If a man walks at the rate of 5 km/hour, he misses a train by 7 minutes. However, if he walks at the rate of 6 km/hour, he reaches the station 5 minutes before the arrival of the train. The distance covered by him to reach the station is?Options6 km7 km6.26 km4 km

To solve this problem, we need to understand that the difference in time when the man misses the train and when he reaches before the train is 7 minutes (late) + 5 minutes (early) = 12 minutes = 12/60 hours = 0.2 hours.
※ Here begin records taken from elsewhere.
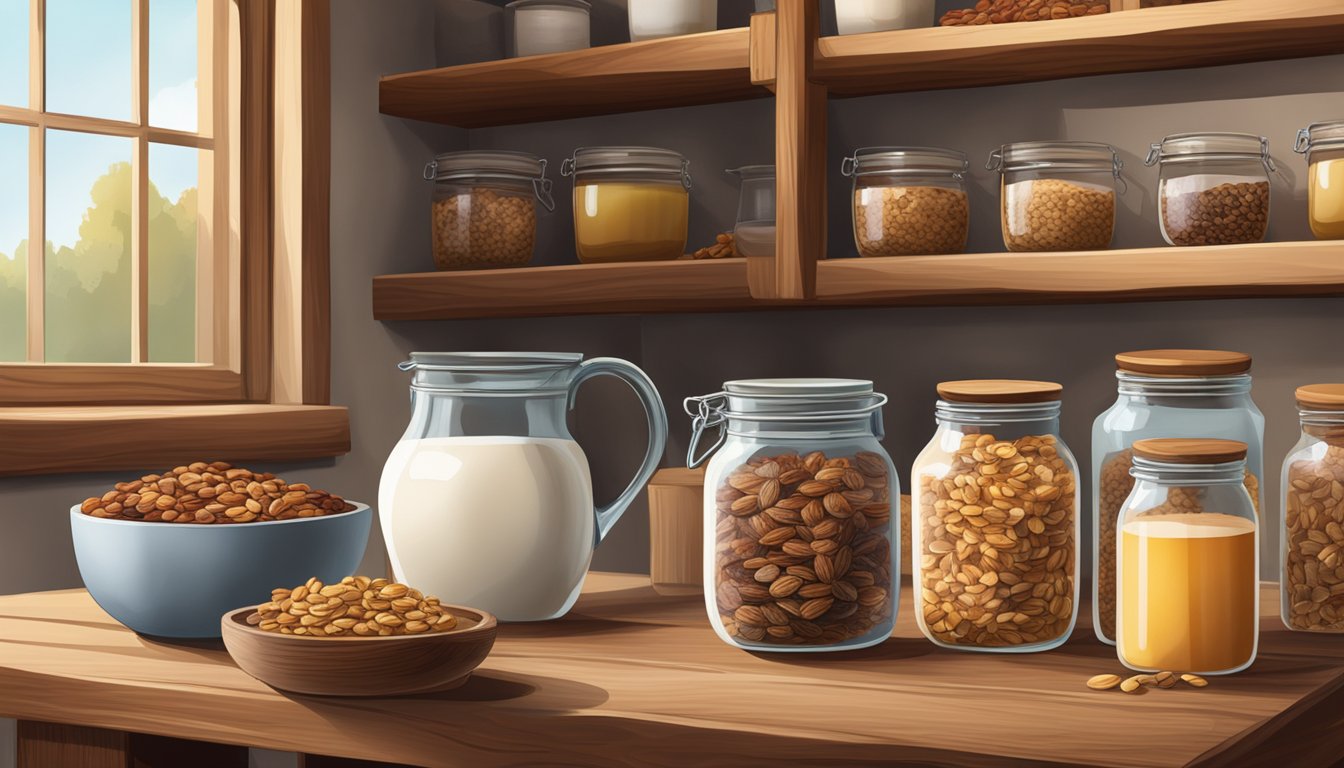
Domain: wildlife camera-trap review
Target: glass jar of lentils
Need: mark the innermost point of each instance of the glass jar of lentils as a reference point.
(996, 519)
(909, 201)
(800, 544)
(1058, 195)
(1214, 187)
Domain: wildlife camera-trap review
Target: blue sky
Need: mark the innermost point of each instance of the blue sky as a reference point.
(89, 73)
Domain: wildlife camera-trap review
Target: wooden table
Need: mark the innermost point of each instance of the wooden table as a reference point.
(632, 678)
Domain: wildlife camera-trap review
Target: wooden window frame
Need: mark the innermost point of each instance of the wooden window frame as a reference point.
(273, 401)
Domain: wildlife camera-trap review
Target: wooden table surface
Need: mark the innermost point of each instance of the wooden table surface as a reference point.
(632, 678)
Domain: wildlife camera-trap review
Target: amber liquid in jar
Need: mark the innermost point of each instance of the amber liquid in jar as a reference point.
(629, 221)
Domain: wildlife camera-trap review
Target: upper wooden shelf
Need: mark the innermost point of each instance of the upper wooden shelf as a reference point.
(672, 71)
(632, 678)
(1204, 34)
(570, 289)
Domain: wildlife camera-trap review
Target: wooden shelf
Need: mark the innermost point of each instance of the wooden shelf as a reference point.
(573, 289)
(632, 678)
(672, 71)
(1206, 34)
(1139, 275)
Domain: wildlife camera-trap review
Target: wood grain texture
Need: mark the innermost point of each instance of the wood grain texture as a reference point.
(631, 678)
(629, 77)
(762, 31)
(573, 289)
(81, 439)
(1139, 275)
(1206, 34)
(800, 158)
(676, 530)
(406, 665)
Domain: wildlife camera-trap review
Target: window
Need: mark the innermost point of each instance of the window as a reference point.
(179, 307)
(120, 154)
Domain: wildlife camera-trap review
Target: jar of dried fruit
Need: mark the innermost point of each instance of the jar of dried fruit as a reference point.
(1058, 195)
(909, 201)
(1188, 566)
(484, 209)
(1313, 507)
(800, 546)
(996, 519)
(1214, 187)
(1323, 144)
(1164, 393)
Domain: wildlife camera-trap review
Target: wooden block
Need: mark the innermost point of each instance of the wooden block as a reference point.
(676, 531)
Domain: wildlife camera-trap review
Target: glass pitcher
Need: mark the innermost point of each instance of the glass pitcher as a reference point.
(488, 501)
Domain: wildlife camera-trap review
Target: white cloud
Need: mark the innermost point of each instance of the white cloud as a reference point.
(175, 106)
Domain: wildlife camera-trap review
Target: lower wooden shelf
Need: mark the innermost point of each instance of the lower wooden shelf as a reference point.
(1136, 275)
(632, 678)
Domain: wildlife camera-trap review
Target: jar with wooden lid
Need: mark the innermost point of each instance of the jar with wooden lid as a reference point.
(484, 207)
(1164, 393)
(1312, 579)
(1214, 187)
(1188, 566)
(1058, 195)
(996, 519)
(909, 201)
(800, 541)
(631, 203)
(1323, 144)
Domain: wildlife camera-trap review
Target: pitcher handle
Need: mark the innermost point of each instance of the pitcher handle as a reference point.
(657, 416)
Let's denote the distance between the man's starting point and the station as 'd' (in km), and the speed difference between the two scenarios as 's' (in km/hour). In the first scenario, the man walks at a speed of 5 km/hour, and in the second scenario, he walks at a speed of 6 km/hour. So, the speed difference 's' is 6 km/hour - 5 km/hour = 1 km/hour.

We know that time = distance/speed. In this case, the difference in time (0.2 hours) is due to the difference in speed (1 km/hour). So, we can write the equation as 0.2 = d/s.

Substituting s = 1 km/hour into the equation, we get 0.2 = d/1, which simplifies to d = 0.2 * 1 = 0.2 km.

However, this is the additional distance the man covers when he increases his speed to 6 km/hour. The total distance he covers when walking at 5 km/hour is therefore d + 0.2 = 5 km/hour * (7/60 hours + 0.2 hours) = 5 * 0.3167 = 1.583 km.

Adding this to the additional distance covered at the higher speed, we get the total distance as 1.583 km + 0.2 km = 1.783 km.

So, the man covers a distance of approximately 1.783 km to reach the station. However, this is not one of the options given. It seems there might be a mistake in the problem or the options provided.